Après-guerre

Familiale, Société

Ce n’est pas une éducation trop sévère qui avait bouleversé leurs enfants.

Rien d’injuste ni de violent ne leur avait été infligé par le passé. En tous cas, ils n’avaient pas enduré les sanctions dont eux, les parents, avaient fait les frais.

Marie se souvenait : quand sa grand-mère s’était aperçue que sa petite-fille gourmande chipait dans le portefeuille de la bonne pour s’acheter des sucreries, elle, la grand-mère si aimante, l’avait traitée comme une voleuse et mise au pain sec pendant toute une semaine…

Curieusement Marie ne lui en avait pas gardé rancune. Mais quand même, rude leçon.

Et dans une autre famille aussi bien intentionnée, les mauvaises notes au retour de l’école étaient accueillies à coups de ceinturon.

Non, ils n’avaient pas fait subir ce traitement-là à leurs enfants.
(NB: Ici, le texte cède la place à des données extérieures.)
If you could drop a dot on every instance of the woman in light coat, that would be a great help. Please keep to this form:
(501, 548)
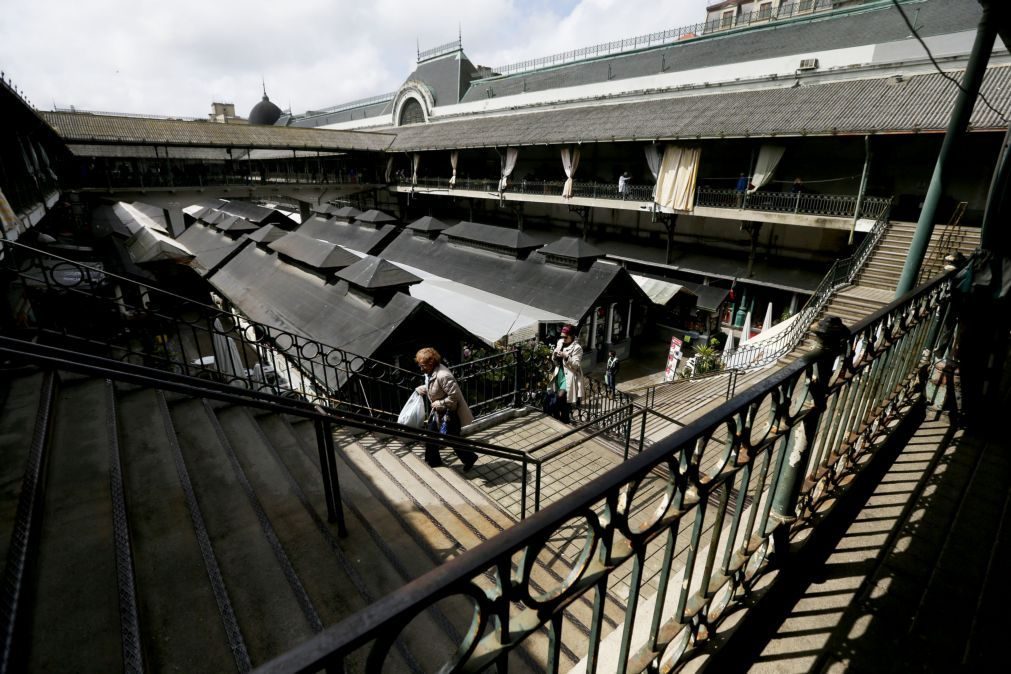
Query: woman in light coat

Mais ce qu’ils leur avaient imposé de peut-être plus dommageable (si elle en jugeait d’après la gratitude qu’elle gardait à sa grand-mère malgré sa punition pour le moins désagréable), c’était un rythme survolté.

En héritiers d’une guerre encore inscrite dans les mémoires, ils étaient eux-mêmes, sans le savoir, poussés par la boulimie d’entreprendre.

Nés juste après le conflit, ils n’avaient pas été traumatisés par des spectacles sanglants ni par les affres de la faim.

Ils avaient simplement reçu dans leurs gènes l’urgence de la reconstruction.

Il n’y avait donc pour eux pas de nouveau domaine qui ne soit à explorer, pas de connaissance qu’il ne faille acquérir, pas de voyage sans frénésie de partir.

Sauf qu’à quelques décennies de là, les soubresauts ultimes de l’ardeur au combat se retournaient contre leurs descendants.

La grenade explosait à contretemps.

Leur besoin d’agir avait épuisé leurs enfants.          

Le flot qui avait remis la France sur pied les avait recouverts.

Comme s’ils étaient lessivés par l’ambition de leurs aînés.

Comme si rien d’autre ne pouvait jaillir, de cet élan, que des énergies saturées.

Marie imaginait ces masses d’eau érigées par la puissance du vent qui se propageaient sur des milles à travers l’océan jusqu’à des plages innocentes où elles se déversaient : ils avaient peut-être, sans le vouloir, contribué au mal-être d’une génération qui cherchait, dans son tsunami d’émotions perturbées, la cause de son inappétence.

Par une dernière ironie de l’histoire, Marie les rejoignait au moment où la vigueur la quittait.

Maintenant elle contemplait des ciels décuplés dans les flaques de mer quand une vague se retire et que la suivante n’a pas encore brouillé d’écume le sable resté luisant.

Ils en ressortaient à égalité, tous vidés.

Elle, nostalgique de ses escapades d’autrefois. Eux, en attente d’un dosage enfin équilibrant.

Ils trouveraient, dans ce lot commun de désirs contrariés, un palliatif imprévu qui lui rendrait, à elle, le courage de réduire sa cadence et à eux, le dédommagement de se sentir moins seuls dans une épreuve ingrate.